Sleep, emotion, and emotion regulation
This project aims to understand how our daytime emotional experiences impact sleep, and how sleep influences next-day emotional experiences. In particular, we are studying the relationship between emotion regulation capability and sleep. We use a variety of methods including ecological momentary assessments, behavioral tasks, actigraphy, polysomnography, psychophysiology, EEG, and fMRI to capture the dynamics of emotions and sleep in the laboratory and out in the world during people's daily lives. We hope to understand specific deficits in emotion regulation related to poor sleep and develop interventions to improve both sleep and mood.
Affect variation across the wake-sleep cycle
We experience affect across the wake-sleep cycle—from active wakefulness to resting wakefulness (mind-wandering or daydreaming) to night-time dreaming. However, despite a large amount of research on waking affect, we know very little about the continuity of affective experiences across the different states of consciousness. In this project, we aim to understand how affective experiences during active wakefulness (when we are engaged in particular tasks or responding to external stimuli) are associated with the affective quality of mind-wandering (when we are engaged in task-unrelated or stimulus-independent experiences) and dreaming (when we are sleeping but engaged in internally-generated experiences). We use a variety of methos to address these questions, such as self-report questionnaires, ecological momentary assessment (EMA or ESM), natural language processing, behavioral experiments, and electrophysiological (EEG/ERP) recordings.
Emotion regulation of sleep and dreaming
It has been suggested that not only sleep but also dreaming (the subjective experiences we have during sleep) is involved in emotion regulation, that is, dream experiences not only reflect waking experiences but are actively modulate our emotional experiences during wakefulness. However, studies directly testing this proposal are scarce. Here, we aim to understand how emotions experienced during dreaming are associated with emotional reactivity and emotion regulation in wakefulness. To this end, we use methods, such as self-report questionnaires, ecological momentary assessment (EMA or ESM), qualitative analysis, natural language processing, behavioral experiments, home-based sleep monitoring devices, and electrophysiological (EEG/ERP) recordings,
Peace of mind and emotion regulation
Peace of mind (PoM) is an aspect of well-being characterized by inner peace and harmony (with oneself, the others, and the surrounding environment). Although people consider inner peace and harmony central to their well-being, PoM has been largely unexplored. In this project, we strive to understand (1) the psychological and neural mechanisms underlying PoM to determine to what extent it can be explained by adaptive emotion regulation; and (2) to develop and test interventions aimed at enhancing PoM. To address these questions, we use methods, such as self-report questionnaires, behavioural experiments, and electrophysiological (EEG/ERP) recordings.

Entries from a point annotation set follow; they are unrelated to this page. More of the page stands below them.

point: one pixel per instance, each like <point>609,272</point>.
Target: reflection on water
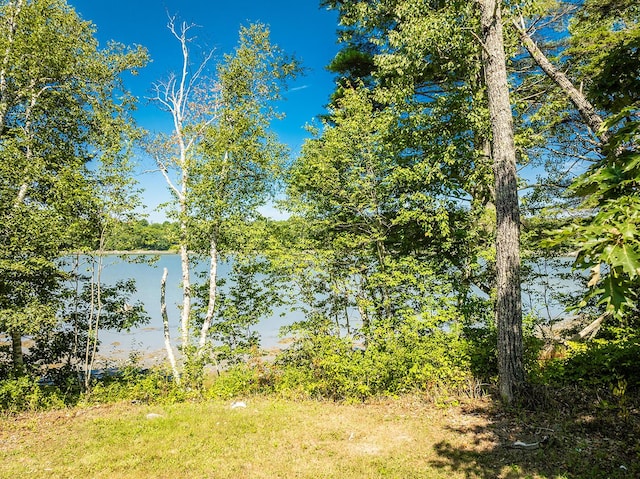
<point>539,296</point>
<point>149,339</point>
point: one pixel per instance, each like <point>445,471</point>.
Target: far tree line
<point>465,144</point>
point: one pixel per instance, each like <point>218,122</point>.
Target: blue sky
<point>300,27</point>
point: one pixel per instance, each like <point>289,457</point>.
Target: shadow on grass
<point>575,441</point>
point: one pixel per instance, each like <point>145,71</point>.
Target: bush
<point>134,384</point>
<point>25,394</point>
<point>599,363</point>
<point>409,358</point>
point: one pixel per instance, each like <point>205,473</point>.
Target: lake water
<point>149,339</point>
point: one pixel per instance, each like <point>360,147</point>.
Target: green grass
<point>276,438</point>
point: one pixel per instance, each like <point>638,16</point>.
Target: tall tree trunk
<point>509,301</point>
<point>11,25</point>
<point>211,305</point>
<point>167,331</point>
<point>16,353</point>
<point>585,108</point>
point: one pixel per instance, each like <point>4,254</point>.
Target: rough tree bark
<point>509,302</point>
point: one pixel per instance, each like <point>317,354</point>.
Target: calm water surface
<point>149,339</point>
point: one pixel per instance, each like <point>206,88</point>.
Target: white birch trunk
<point>167,331</point>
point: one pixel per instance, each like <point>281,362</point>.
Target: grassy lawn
<point>275,438</point>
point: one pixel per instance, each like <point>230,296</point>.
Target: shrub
<point>408,358</point>
<point>25,394</point>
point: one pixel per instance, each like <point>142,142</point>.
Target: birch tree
<point>220,163</point>
<point>59,109</point>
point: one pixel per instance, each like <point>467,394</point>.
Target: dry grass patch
<point>274,438</point>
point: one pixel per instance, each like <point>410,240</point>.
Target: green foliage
<point>142,235</point>
<point>244,379</point>
<point>131,383</point>
<point>600,363</point>
<point>62,104</point>
<point>417,357</point>
<point>25,394</point>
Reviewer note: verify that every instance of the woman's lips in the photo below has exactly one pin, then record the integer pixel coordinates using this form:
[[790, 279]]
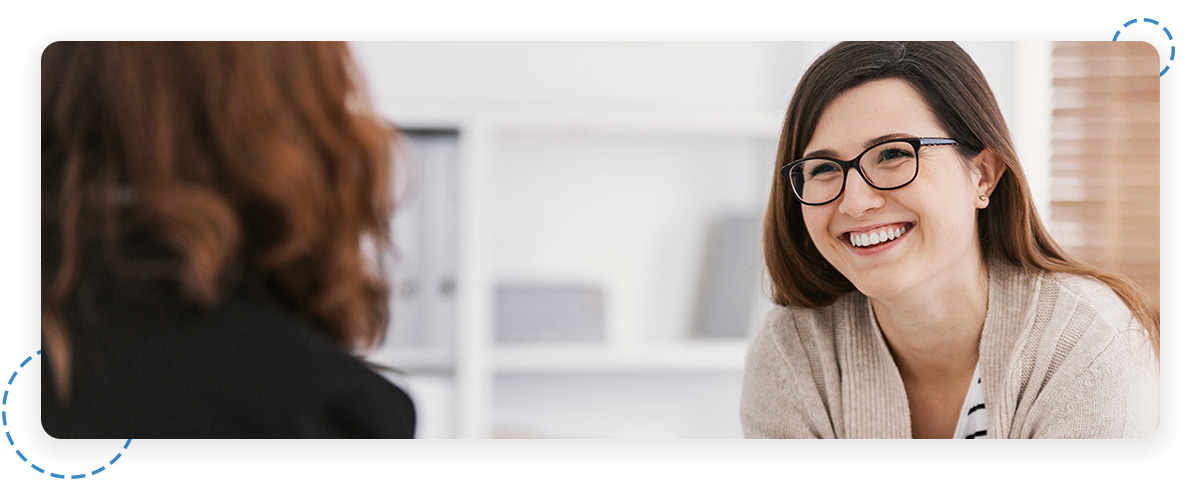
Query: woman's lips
[[875, 235]]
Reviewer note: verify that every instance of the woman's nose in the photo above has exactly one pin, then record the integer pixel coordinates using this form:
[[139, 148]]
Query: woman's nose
[[858, 197]]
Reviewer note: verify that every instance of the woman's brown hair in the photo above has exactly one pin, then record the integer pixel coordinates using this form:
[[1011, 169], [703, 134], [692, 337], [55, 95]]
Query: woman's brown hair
[[237, 159], [958, 94]]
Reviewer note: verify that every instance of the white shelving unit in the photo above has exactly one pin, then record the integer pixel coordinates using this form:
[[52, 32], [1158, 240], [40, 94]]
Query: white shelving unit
[[492, 247], [597, 163]]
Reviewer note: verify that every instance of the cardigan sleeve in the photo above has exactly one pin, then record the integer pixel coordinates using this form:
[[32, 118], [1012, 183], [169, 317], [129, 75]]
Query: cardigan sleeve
[[779, 395], [1116, 396], [1105, 384]]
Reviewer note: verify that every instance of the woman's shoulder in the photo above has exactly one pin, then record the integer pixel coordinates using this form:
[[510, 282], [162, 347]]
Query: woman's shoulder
[[795, 328], [1084, 366], [246, 367], [1083, 303]]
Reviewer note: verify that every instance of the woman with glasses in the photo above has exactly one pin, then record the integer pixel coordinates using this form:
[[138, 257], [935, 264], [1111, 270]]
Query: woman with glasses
[[919, 294]]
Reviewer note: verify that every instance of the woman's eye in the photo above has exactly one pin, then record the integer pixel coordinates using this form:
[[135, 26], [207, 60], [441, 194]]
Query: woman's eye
[[817, 172], [894, 154]]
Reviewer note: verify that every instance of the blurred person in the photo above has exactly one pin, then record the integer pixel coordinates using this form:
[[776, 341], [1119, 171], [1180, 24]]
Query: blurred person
[[210, 217], [918, 293]]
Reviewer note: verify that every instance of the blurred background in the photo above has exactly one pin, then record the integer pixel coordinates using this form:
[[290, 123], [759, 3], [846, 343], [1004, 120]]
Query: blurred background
[[579, 232]]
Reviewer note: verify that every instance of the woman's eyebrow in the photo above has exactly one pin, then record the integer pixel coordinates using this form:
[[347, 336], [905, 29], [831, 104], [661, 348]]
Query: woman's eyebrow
[[828, 153]]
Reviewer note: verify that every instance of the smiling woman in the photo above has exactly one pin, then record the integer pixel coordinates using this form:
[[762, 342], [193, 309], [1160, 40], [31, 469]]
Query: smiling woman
[[919, 294]]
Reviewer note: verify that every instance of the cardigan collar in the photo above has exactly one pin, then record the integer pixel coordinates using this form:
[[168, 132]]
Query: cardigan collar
[[876, 405]]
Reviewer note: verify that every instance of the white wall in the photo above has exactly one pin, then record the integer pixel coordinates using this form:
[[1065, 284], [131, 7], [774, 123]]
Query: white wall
[[624, 210]]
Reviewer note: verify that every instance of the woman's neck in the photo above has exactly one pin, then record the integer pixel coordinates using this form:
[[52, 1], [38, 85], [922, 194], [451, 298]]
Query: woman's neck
[[934, 334]]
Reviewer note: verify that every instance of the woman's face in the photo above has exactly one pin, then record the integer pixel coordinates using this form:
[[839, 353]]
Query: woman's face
[[936, 211]]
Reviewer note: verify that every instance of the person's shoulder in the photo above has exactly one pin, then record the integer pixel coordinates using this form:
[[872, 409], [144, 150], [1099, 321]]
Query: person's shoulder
[[801, 325], [1081, 319], [790, 331], [1078, 298]]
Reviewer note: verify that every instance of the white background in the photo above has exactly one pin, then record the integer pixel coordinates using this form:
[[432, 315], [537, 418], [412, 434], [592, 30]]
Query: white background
[[28, 29]]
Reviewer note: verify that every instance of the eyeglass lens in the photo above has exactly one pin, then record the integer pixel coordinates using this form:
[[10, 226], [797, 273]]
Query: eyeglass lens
[[885, 166]]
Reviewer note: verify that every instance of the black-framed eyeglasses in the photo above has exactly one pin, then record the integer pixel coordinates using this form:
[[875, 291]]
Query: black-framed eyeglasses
[[887, 165]]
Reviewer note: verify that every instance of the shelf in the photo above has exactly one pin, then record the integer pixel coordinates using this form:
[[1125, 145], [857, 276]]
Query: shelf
[[427, 360], [765, 126], [707, 355]]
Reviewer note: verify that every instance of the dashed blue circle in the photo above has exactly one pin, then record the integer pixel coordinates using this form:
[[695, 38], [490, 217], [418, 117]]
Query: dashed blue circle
[[1169, 36], [4, 417]]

Transformative experiences are experiences that occur during non-ordinary states of consciousness. These experiences are not only impactful but also have the potential to bring about profound shifts in well-being, beliefs, world-views, and core values. Notably, these include psychedelic experiences. Here, we strive to understand the transformative power of psychedelic experiences and what aspect of these experiences—specific emotions (such as awe), insight--explains changes in well-being. To this end, we use self-report questionnaires, qualitative analysis, and natural language processing.